We call my grandmother Gummy. Madame Gumball, if you are my father and are feeling contrite. Gummy is derived from my sisters’ inability to pronounce grandmother as children. Or grandma. Or anything really. They are thus credited with the creation of the masterful name “Gummy”.
If our family has a matriarch, its most definitely Gummy. We all adore her but are frightened of her “jokes” about how when she gets a cane, she will hit her grandchildren with it to keep us in line. She is probably kidding. We don’t know.
Gummy truly is an incredible woman. At almost 83, she still teaches English as a second language a few days a week. In keeping with a tradition started probably more than 40 years ago, she houses visiting students and scholars from time to time, always for free because apparently she makes a terrible landlord. Currently, she has an computer securities professor from Italy living with her. He makes her a lot of Italian food.
Her daily routine (from what I can tell) involves eating many eggs in the morning and then reading every single page of both the Providence Journal and the New York Times. She also does the crosswords, and on Sunday, she does the word search. Which I found to be quite fun and actually something I could accomplish, unlike any New York Times crossword.
Her summers are spent at our summer house, playing bridge and being invited to dinners like the sprightly socialite she is. She also swims every day in her favorite position, which involves lying on your back in the water and having both your head and feet sticking out, above the water.
She wears sweatpants pretty much everywhere, although she has dress sweats for fancier occasions, and wears slacks to black tie event. To bridge at the club, she frequently will wear a dress of her own making.
She’s headstrong, and brilliant, kind, caring, funny, and a perfect grandmother. She has never given me a gift (although I snagged some free floss last time I was with her, that may count as a present) like “normal” grandparents are supposed to do. But I like that. Because she is not a “normal” grandmother, she’s my grandmother.
I spent last Sunday with Madame Gumball, making food for our Passover feast. Gummy always makes the matzoh ball soup and frequently makes sponge cake. The matzoh ball recipe is adapted from the back of a matzoh meal box. But it is very heavily adapted and completely unrecognizable (also illegible)
The sponge cake comes from my great grandmother, Annie Bell, a more formidable woman (so I’m told) than even Gummy.
Today, I’m going to share the recipe for the sponge cake. Light and airy, lacking any butter or oil, my grandmother calls this “healthy cake”. “Cake light”. Although with 12 egg yolks in it (9 if using jumbos) I don’t know if this cake is all that fat free. Which is good, because fat is good.

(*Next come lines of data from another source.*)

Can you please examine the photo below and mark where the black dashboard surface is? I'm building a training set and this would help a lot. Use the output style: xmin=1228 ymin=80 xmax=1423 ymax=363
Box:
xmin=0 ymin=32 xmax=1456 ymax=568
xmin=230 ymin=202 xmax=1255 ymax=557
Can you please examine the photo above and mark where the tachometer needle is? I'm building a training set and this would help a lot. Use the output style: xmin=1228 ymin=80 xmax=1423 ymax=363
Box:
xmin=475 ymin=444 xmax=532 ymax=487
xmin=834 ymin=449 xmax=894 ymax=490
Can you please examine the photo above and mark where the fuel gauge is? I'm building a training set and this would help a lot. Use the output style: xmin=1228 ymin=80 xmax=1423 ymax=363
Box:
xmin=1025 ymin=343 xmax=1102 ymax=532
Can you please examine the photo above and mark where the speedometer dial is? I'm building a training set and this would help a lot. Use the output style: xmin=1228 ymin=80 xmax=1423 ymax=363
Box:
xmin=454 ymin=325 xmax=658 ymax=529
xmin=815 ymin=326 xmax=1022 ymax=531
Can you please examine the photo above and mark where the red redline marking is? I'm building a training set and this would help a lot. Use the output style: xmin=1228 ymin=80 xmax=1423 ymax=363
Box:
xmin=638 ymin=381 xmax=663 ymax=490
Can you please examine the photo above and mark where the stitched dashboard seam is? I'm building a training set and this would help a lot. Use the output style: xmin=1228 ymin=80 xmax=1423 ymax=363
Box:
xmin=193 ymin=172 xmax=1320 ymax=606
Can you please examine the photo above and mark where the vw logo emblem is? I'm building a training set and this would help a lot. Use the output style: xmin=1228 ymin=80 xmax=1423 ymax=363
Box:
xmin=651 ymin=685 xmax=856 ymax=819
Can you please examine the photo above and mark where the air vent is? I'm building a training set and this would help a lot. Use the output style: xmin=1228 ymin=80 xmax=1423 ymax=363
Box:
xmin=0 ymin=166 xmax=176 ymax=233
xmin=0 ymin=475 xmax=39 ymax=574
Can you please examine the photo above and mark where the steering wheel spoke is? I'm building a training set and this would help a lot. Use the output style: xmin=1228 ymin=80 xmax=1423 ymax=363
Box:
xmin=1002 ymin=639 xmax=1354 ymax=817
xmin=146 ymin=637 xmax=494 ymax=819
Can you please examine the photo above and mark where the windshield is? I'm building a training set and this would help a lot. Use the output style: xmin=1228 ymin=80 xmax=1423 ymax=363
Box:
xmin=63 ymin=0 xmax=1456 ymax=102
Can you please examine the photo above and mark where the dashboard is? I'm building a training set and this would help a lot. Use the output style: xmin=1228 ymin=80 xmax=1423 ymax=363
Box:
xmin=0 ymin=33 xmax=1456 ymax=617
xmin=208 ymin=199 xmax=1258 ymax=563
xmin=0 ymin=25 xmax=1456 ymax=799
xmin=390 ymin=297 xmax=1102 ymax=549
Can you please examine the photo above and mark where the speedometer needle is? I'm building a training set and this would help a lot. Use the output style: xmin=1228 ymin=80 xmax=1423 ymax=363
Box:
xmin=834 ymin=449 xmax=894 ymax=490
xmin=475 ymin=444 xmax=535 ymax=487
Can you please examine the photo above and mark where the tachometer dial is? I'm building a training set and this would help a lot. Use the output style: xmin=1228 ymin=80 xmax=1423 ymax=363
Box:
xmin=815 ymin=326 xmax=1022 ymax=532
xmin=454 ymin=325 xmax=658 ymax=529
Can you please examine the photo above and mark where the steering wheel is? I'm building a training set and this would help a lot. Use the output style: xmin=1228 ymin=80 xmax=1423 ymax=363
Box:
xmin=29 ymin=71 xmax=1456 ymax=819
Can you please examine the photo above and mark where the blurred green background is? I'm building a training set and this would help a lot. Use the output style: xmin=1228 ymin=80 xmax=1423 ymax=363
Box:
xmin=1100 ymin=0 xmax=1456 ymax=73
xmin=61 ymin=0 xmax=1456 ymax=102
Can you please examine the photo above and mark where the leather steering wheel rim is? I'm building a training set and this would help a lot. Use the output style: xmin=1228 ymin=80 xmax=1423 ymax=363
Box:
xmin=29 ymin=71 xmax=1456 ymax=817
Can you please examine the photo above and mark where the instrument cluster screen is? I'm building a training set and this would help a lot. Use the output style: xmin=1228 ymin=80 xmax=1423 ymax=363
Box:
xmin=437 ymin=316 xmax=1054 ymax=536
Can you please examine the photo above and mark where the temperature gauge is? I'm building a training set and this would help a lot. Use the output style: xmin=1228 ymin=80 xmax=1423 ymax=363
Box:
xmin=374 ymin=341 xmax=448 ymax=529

Cooking with Gummy is an interesting process. She sits in a chair in the middle of her kitchen and dictates until I mess something up and then she just does it for me (as with zesting an orange. Apparently I only zested a third of it.)

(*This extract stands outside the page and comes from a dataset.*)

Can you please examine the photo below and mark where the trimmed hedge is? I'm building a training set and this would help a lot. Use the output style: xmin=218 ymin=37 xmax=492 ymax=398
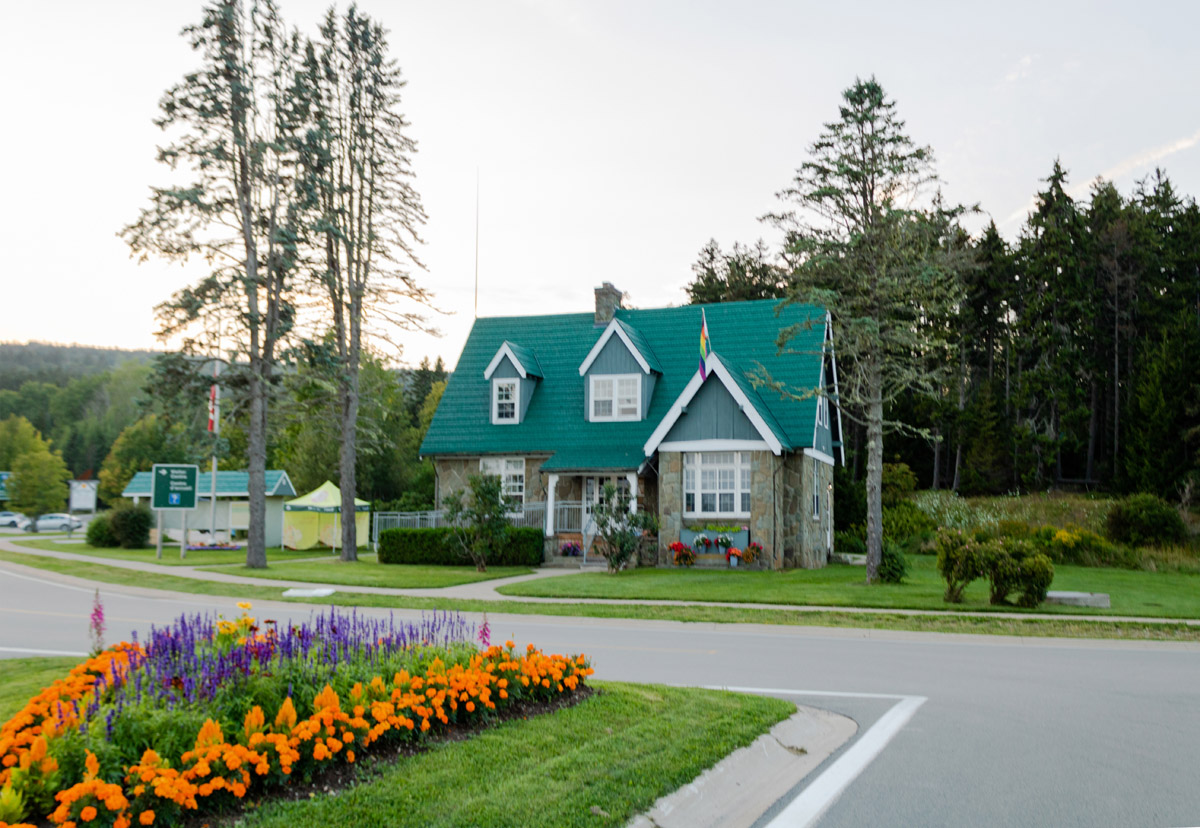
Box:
xmin=1108 ymin=494 xmax=1188 ymax=546
xmin=379 ymin=527 xmax=546 ymax=566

As she has made the cake gazillions of times before, there were many points in the baking process where she would just tell me something looked “right” or “good” and then we’d move on to the next step. But thats what makes making this cake so much fun. Figuring out all the moments where the batter just looks right. Making it as much a part of my baking repertoire as it is for Gummy.
I do wonder how this cake would taste with a sugar syrup on top of it (maybe a cardamom one?) but I also wonder if changing it is considered sacrilege. So as much as I may want to experiment, I won’t, at least not until I’m teaching the recipe to my children and grandchildren in the far off future, after Jethro has taken immortality pills.
Gumballs Sponge Cake:
Kosher for Passover
12 large eggs (9 jumbo ones), separated and left out for a few hours to get to room temperature in massive metal bowls. Keep them covered.
Zest of 1-2 oranges
Scant half cup orange juice (between a third of a cup and a half a cup)
2 cups sugar
1 cup walnut, chopped into little pieces (but not too chopped)

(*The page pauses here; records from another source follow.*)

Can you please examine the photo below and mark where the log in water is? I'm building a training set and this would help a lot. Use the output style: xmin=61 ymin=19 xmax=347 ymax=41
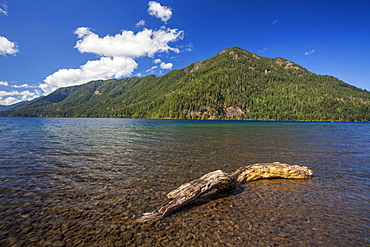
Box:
xmin=138 ymin=162 xmax=313 ymax=222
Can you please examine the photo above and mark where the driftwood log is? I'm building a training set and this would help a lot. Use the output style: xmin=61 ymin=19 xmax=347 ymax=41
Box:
xmin=138 ymin=162 xmax=313 ymax=222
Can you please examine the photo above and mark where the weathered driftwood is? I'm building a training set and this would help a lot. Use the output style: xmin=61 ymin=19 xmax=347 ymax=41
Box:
xmin=138 ymin=162 xmax=313 ymax=222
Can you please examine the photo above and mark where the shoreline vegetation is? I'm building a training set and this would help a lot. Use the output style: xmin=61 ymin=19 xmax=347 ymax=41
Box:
xmin=0 ymin=47 xmax=370 ymax=122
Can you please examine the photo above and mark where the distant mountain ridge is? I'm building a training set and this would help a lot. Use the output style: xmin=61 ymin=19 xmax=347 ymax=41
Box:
xmin=0 ymin=47 xmax=370 ymax=121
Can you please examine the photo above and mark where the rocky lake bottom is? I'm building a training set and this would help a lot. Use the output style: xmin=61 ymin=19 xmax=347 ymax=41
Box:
xmin=0 ymin=118 xmax=370 ymax=246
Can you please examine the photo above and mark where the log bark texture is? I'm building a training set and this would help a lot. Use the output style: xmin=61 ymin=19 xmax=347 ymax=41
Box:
xmin=138 ymin=162 xmax=313 ymax=222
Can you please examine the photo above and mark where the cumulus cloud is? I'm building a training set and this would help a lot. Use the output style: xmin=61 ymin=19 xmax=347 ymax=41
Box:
xmin=136 ymin=20 xmax=145 ymax=27
xmin=75 ymin=27 xmax=183 ymax=57
xmin=0 ymin=90 xmax=41 ymax=105
xmin=40 ymin=57 xmax=138 ymax=94
xmin=0 ymin=4 xmax=8 ymax=15
xmin=40 ymin=27 xmax=183 ymax=94
xmin=304 ymin=49 xmax=315 ymax=56
xmin=39 ymin=1 xmax=184 ymax=94
xmin=0 ymin=36 xmax=18 ymax=56
xmin=11 ymin=84 xmax=38 ymax=88
xmin=159 ymin=62 xmax=173 ymax=69
xmin=0 ymin=97 xmax=22 ymax=105
xmin=148 ymin=1 xmax=172 ymax=22
xmin=145 ymin=66 xmax=158 ymax=73
xmin=153 ymin=58 xmax=162 ymax=63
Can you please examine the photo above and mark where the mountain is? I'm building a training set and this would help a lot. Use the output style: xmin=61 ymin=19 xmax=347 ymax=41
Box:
xmin=0 ymin=47 xmax=370 ymax=121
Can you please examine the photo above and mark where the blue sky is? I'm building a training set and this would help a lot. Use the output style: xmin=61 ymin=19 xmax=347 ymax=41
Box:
xmin=0 ymin=0 xmax=370 ymax=105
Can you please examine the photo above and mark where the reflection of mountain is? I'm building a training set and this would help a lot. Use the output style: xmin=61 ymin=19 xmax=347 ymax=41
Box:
xmin=3 ymin=47 xmax=370 ymax=121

1 cup cake meal (kosher for Passover)
2 tablespoons potato starch
1/4 teaspoon salt
Extra sugar to sprinkle on top
Preheat the oven to 350˚ F. Find a 9-10 inch bundt pan, preferably one with a removable bottom. If you do not have one, line the pan with parchment paper. You can grease it with a little bit of vegetable oil, although that isn’t necessary.
Whisk the potato starch and the cake meal together until well combined and with no large lumps of potato starch.
Using an electric mixer, beat the yolks together for a couple of minutes. Add sugar and beat until well combined and the batter is smooth. Beat in the juice and zest. Stir in the potato starch and cake meal until just combined and then add in the nuts.
Using an electric mixer, beat the egg whites AND salt just until they reach stiff peaks. Do not over beat. Adding cream of tartar is not traditional, but you may add a pinch in before beating in order to stabilize the egg whites.
Add about a quarter of a cup of the yolk mixture to the whites to lighten it. Stir it in, but make sure not to deflate the whites too much. Then slowly begin folding in the rest of the yolk mixture, adding it in in three batches.
Add batter to pan. It should reach to about 1/2 inch from the top of the pan. If there is extra, either eat raw as lunch or put into a smaller pan and bake a mini sponge cake.
Sprinkle sugar on top of the cake to form a crust. Make sure to get some sugar on every bit of it, but don’t worry if you put too much on, it will come off later.
Bake the cake for 50-60 minutes, rotating at least once.
Immediately, put a Manischevitz bottle filled with water on a dinner plate (I’m sure a different bottle would work as well) and balance the cake upside down on top of it, with the stem of the wine bottle going through the circle in the middle of the bundt pan. This is to keep the cake from deflating.
Keeps for a week, at room temperature, well wrapped.